工程力学 ›› 2019, Vol. 36 ›› Issue (8): 122-132.doi: 10.6052/j.issn.1000-4750.2018.07.0401

• 土木工程学科 • 上一篇    下一篇

钢纤维高性能轻骨料混凝土多轴强度和变形特性研究

王怀亮1,2,3   

  1. 1. 广西大学土木建筑工程学院, 广西, 南宁 530004;
    2. 工程防灾与结构安全教育部重点实验室, 广西, 南宁 530004;
    3. 大连理工大学海岸与近海工程国家重点实验室, 辽宁, 大连 116024
  • 收稿日期:2018-07-17 修回日期:2018-09-28 出版日期:2019-08-25 发布日期:2019-08-10
  • 通讯作者: 王怀亮(1979-),男,河南郑州人,副教授,博士,从事结构工程研究(E-mail:whuailiang@163.com).

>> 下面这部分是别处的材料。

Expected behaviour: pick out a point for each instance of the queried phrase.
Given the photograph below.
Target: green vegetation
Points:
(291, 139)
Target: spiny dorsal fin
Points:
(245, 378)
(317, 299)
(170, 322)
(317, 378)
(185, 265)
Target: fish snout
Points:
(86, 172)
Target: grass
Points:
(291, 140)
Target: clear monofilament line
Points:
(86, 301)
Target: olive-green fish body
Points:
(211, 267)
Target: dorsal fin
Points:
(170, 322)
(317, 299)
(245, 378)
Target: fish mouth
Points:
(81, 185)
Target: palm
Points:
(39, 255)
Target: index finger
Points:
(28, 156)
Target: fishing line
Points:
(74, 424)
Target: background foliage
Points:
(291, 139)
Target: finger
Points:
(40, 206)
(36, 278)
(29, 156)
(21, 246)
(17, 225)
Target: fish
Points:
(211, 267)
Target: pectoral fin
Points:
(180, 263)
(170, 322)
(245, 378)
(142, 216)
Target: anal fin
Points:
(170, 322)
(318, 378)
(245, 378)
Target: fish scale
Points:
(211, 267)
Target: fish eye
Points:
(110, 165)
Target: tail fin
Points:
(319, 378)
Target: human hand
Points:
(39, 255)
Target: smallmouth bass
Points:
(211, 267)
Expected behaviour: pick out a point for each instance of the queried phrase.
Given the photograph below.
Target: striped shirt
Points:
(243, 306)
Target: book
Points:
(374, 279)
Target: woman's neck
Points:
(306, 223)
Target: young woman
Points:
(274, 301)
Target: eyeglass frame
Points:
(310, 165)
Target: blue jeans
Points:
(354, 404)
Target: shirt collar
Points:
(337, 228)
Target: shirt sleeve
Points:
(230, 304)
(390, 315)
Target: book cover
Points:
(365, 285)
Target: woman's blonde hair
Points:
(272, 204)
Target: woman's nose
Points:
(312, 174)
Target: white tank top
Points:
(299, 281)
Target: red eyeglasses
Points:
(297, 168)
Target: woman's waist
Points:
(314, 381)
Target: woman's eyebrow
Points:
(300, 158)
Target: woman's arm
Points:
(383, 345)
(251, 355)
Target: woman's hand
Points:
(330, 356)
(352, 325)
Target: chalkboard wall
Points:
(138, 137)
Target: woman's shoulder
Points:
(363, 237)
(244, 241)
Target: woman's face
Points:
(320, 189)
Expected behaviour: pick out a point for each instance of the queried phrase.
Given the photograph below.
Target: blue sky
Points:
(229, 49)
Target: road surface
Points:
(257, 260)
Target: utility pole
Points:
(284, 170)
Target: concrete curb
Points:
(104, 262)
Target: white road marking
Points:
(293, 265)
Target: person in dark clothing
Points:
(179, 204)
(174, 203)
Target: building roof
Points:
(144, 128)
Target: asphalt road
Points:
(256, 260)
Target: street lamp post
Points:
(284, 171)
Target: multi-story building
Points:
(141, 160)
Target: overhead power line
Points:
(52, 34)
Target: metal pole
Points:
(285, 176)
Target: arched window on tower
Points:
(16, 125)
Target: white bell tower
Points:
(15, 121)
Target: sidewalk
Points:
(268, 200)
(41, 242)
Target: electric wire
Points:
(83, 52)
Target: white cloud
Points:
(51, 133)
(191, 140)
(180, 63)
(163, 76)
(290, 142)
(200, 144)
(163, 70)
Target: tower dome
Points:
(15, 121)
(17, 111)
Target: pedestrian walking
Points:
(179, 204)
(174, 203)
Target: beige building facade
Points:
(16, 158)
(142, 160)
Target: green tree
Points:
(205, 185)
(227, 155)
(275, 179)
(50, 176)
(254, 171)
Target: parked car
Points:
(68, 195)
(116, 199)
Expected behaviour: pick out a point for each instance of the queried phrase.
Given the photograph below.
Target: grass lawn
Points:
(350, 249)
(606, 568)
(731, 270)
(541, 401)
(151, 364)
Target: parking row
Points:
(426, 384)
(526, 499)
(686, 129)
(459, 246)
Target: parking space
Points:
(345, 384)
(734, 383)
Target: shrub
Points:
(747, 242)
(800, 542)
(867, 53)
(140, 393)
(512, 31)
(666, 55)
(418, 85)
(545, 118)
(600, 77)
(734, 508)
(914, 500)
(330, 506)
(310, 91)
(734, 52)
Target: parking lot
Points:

E-mail:whuailiang@163.com
  • 基金资助:
    国家自然科学基金资助项目(51768003;51868005);广西自然科学基金资助项目(2017GXNSFAA198360);广西大学人才基金资助项目(XGZ160701);大连理工大学海岸和近海工程国家重点实验室开放基金项目(LP1618)

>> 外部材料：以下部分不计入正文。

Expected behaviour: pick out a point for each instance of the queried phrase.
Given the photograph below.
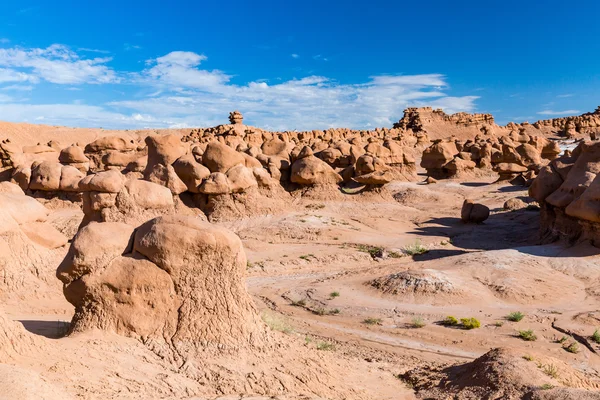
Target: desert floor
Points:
(333, 274)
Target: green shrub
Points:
(515, 316)
(325, 346)
(596, 336)
(417, 322)
(450, 321)
(550, 370)
(562, 339)
(276, 322)
(572, 348)
(299, 303)
(528, 335)
(415, 249)
(470, 323)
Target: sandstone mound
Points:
(568, 190)
(516, 157)
(503, 374)
(177, 278)
(416, 283)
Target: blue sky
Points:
(294, 65)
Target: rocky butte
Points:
(443, 257)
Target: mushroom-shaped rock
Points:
(45, 176)
(93, 248)
(191, 172)
(164, 149)
(22, 209)
(219, 157)
(313, 171)
(438, 155)
(206, 264)
(9, 187)
(22, 176)
(44, 234)
(106, 182)
(216, 183)
(240, 179)
(72, 154)
(70, 178)
(474, 212)
(166, 176)
(110, 143)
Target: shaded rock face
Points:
(311, 170)
(568, 190)
(175, 279)
(502, 373)
(29, 246)
(474, 212)
(516, 157)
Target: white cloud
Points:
(128, 47)
(191, 96)
(177, 91)
(178, 70)
(93, 50)
(57, 64)
(19, 88)
(11, 75)
(557, 113)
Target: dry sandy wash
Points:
(445, 257)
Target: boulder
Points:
(219, 157)
(45, 176)
(313, 171)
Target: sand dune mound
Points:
(504, 374)
(417, 283)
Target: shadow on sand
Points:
(49, 329)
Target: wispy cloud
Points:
(129, 47)
(55, 64)
(558, 113)
(181, 91)
(319, 57)
(17, 88)
(85, 49)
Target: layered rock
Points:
(175, 279)
(568, 190)
(517, 157)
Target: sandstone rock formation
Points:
(174, 278)
(568, 192)
(503, 373)
(474, 212)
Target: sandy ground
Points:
(317, 271)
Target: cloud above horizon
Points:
(558, 113)
(176, 90)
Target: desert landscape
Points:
(443, 257)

STRENGTH AND DEFORMATION PROPERTIES OF HIGH PERFORMANCE STEEL FIBER REINFORCED LIGHTWEIGHT CONCRETE UNDER MULTIAXIAL COMPRESSION

WANG Huai-liang1,2,3   

  1. 1. College of Civil Engineering and Architecture, Guangxi University, Nanning, Guangxi 530004, China;
    2. Key Laboratory of Disaster Prevention and Structural Safety of Ministry of Education, Nanning, Guangxi 530004, China;
    3. State Key Laboratory of Coastal and Offshore Engineering, Dalian University of Technology, Dalian, Liaoning 116023, China
  • Received:2018-07-17 Revised:2018-09-28 Online:2019-08-25 Published:2019-08-10

摘要: 为了研究钢纤维掺量和三轴应力比对高性能轻骨料混凝土破坏准则和本构关系的影响规律,进行了钢纤维全轻混凝土和钢纤维次轻混凝土多轴强度和变形特性的试验研究,考虑到试验机加载能力和新拌高性能轻骨料混凝土的工作性能,选取的钢纤维体积掺量为0、0.5%、1.0%和1.5%,试验加载路径有单轴拉、压,双轴等压和真三轴压。结果发现在单轴应力和低应力比条件下,钢纤维能够明显地发挥增强阻裂作用,随着钢纤维掺量的增加,中间主应力对极限抗压强度和峰值应变的影响越来越大,且钢纤维体积掺量对两种轻骨料混凝土应力-应变曲线下降段有一定的影响;在高应力比条件下,钢纤维体积掺量对峰值强度、峰值应变和应力-应变曲线下降段无明显影响,但对高应力比下轻骨料混凝土应力-应变曲线上特有的应力平台区域有较大的影响。考虑钢纤维含量特征参数的影响,对普通骨料混凝土的Kotsovos破坏准则进行了相应的修正,得出了适合钢纤维增强轻骨料混凝土的破坏准则表达式。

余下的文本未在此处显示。